Multicart Overview

The theory behind multicarts isn’t too complicated, and there are many ways of going about making them. Making multicarts for the classic retro systems is easiest when you use the reset button on the console to change games. There are some multicarts I’ve seen that have menus built-in (I mean, technically, Mario Bros/Duck Hunt was a multicart with a menu at the start) but this tutorial will not be going over how to make and use those. Besides, this site is more hardware based, rather than software. Perhaps in the future there might be a section about that, but for now, let’s go into some simple circuitry you can use to put multiple games on one cartridge.

This article is mostly going to explain things in a general sense, rather than specific to one console. But if you can read through this and understand it, you should be easily able to generate your own circuitry to make a multicart. There are two main ways that I use to make multicarts. There are definitely other was of doing this, but these are the easiest to understand and use in my opinion. The first, and easiest, is using a simple flip-flop to switch between two ROM chips, or two memory chunks on one chip, to make a 2-game multicart. The second more complex method is using a binary counter to cycle through memory addresses on one ROM chip to potentially put more than 2 games on one cartridge.

The Flip-Flop

A flip-flop in the most basic sense is a device that can change an output between an ‘on’ state and an ‘off’ state based on various inputs, and is generally used as a “memory cell device,” or a device that holds a bit of memory (either 0 or 1) without reacting to the input until called upon. There are various types of flip-flops with different features, but for the sake of this article, we’ll be looking at the “D flip-flop”. The ‘D’ stands for ‘data’. Check out a single D flip-flop cell below.

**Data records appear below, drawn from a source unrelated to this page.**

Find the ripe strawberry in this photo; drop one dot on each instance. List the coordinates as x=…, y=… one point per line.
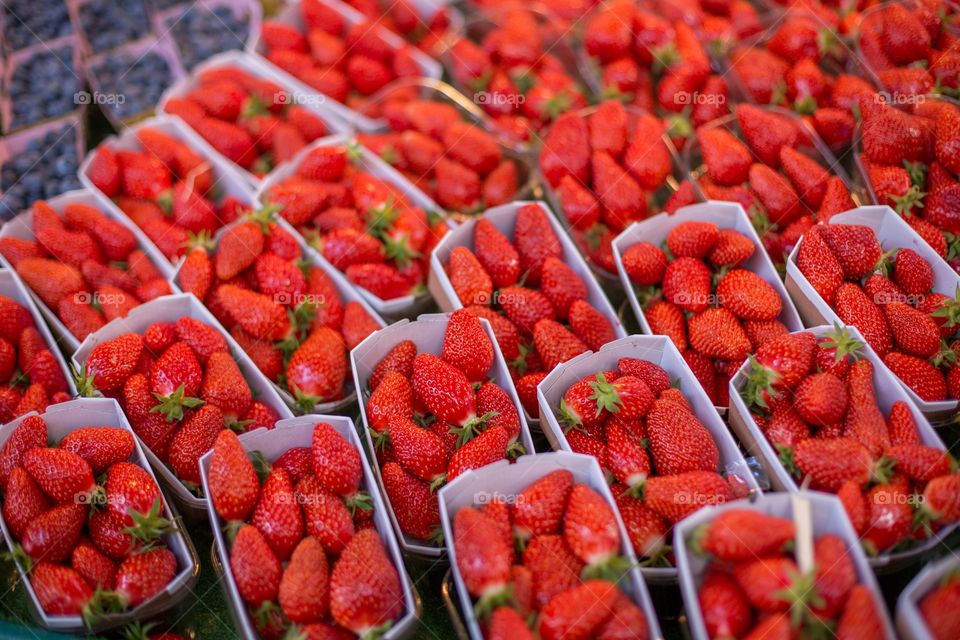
x=726, y=612
x=365, y=589
x=303, y=588
x=415, y=506
x=555, y=344
x=676, y=496
x=60, y=590
x=726, y=538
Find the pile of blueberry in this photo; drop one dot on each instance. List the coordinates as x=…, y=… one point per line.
x=45, y=168
x=30, y=22
x=130, y=83
x=108, y=24
x=201, y=32
x=44, y=85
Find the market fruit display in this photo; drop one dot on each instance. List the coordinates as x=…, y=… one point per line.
x=91, y=547
x=536, y=303
x=363, y=224
x=653, y=447
x=252, y=121
x=30, y=370
x=432, y=417
x=568, y=575
x=886, y=292
x=343, y=59
x=714, y=310
x=774, y=166
x=179, y=386
x=284, y=310
x=84, y=265
x=515, y=65
x=303, y=550
x=815, y=401
x=753, y=586
x=444, y=152
x=607, y=168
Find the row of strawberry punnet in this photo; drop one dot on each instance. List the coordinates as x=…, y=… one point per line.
x=329, y=48
x=607, y=166
x=822, y=411
x=82, y=262
x=516, y=268
x=95, y=553
x=868, y=269
x=181, y=380
x=362, y=217
x=907, y=160
x=252, y=119
x=702, y=278
x=539, y=543
x=776, y=567
x=34, y=373
x=436, y=399
x=776, y=167
x=517, y=65
x=297, y=520
x=636, y=406
x=441, y=143
x=294, y=315
x=172, y=188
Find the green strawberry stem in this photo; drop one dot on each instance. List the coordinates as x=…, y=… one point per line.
x=172, y=406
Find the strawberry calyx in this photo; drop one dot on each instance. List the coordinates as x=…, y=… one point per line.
x=611, y=568
x=360, y=500
x=172, y=406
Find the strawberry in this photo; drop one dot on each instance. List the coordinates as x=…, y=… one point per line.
x=256, y=570
x=52, y=535
x=365, y=589
x=60, y=590
x=725, y=537
x=303, y=588
x=555, y=344
x=414, y=505
x=466, y=345
x=674, y=497
x=577, y=612
x=726, y=612
x=277, y=515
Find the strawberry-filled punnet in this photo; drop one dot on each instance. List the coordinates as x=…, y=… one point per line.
x=925, y=608
x=776, y=167
x=604, y=167
x=636, y=406
x=361, y=216
x=94, y=540
x=174, y=190
x=516, y=63
x=718, y=296
x=307, y=542
x=744, y=572
x=34, y=370
x=446, y=146
x=517, y=260
x=248, y=114
x=329, y=48
x=544, y=531
x=437, y=399
x=869, y=269
x=181, y=380
x=84, y=262
x=295, y=315
x=819, y=409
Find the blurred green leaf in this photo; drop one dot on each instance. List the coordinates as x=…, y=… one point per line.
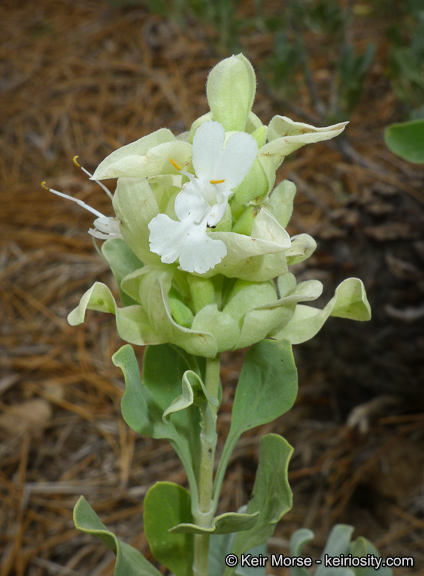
x=406, y=140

Here we see six different pins: D, >, S, R, Q, and ‘Q bar’ (henceforth denoted as /Q). The functions of these pins are pretty straightforward.

D : Data input
> : Clock input (CLK)
S : Set
R : Reset
Q : Data out
/Q : Inverse data out

First, let’s go over how the data, clock, and data out pins relate to each other. We can see how they affect each other based on this simplified truth table.

0Rising Edge01
1Rising Edge10
XNot Rising EdgeQ/Q

You can see from this table that the output Q becomes whatever is on the input D when the clock changes from low to high (or, the rising edge). When the clock signal is not moving, or if it falls from high to low, the Q and /Q outputs stay exactly what it was, no matter what the D pin is doing. The output therefore only updates to the input whenever the clock signal rises from low to high. And, if you hadn’t guessed already, /Q is always the inverse of the Q pin. Here’s a quick timing diagram to help explain the truth table. Note that only when the clock has a rising edge, does the state of the Q pins update to whatever we input to D at that time.

Now, the S and R pins. These pins basically override whatever is on the Data pin and forces the Q and /Q pins to a certain value. If they are both disabled, then the output follows the data pin based on the clock pin as described above. We don’t really use the S and R pins in this explainer, but here’s the truth table anyway.


You can think of this as “when the chip is set, the output is 1” and “when the chip is reset, the output is 0”. Normally, you shouldn’t put S and R to both be true, but the D flip-flop can reconcile this by setting both Q and /Q high.

Note that for many flip-flops, like the 74HC74, the S and R pins are inverse logic – that is, they are actually /S and /R. This means that the truth table is inverted for both the S and R columns. Practically speaking, this just means we need to set these pins high in order to enable the flip-flop to operate normally.

Using the flip-flop as a toggle

Now that we’ve got an idea of how to use the flip-flop, we can use it for some more clever things. What if, instead of feeding the flip-flop data ourselves, we feed it it’s OWN output?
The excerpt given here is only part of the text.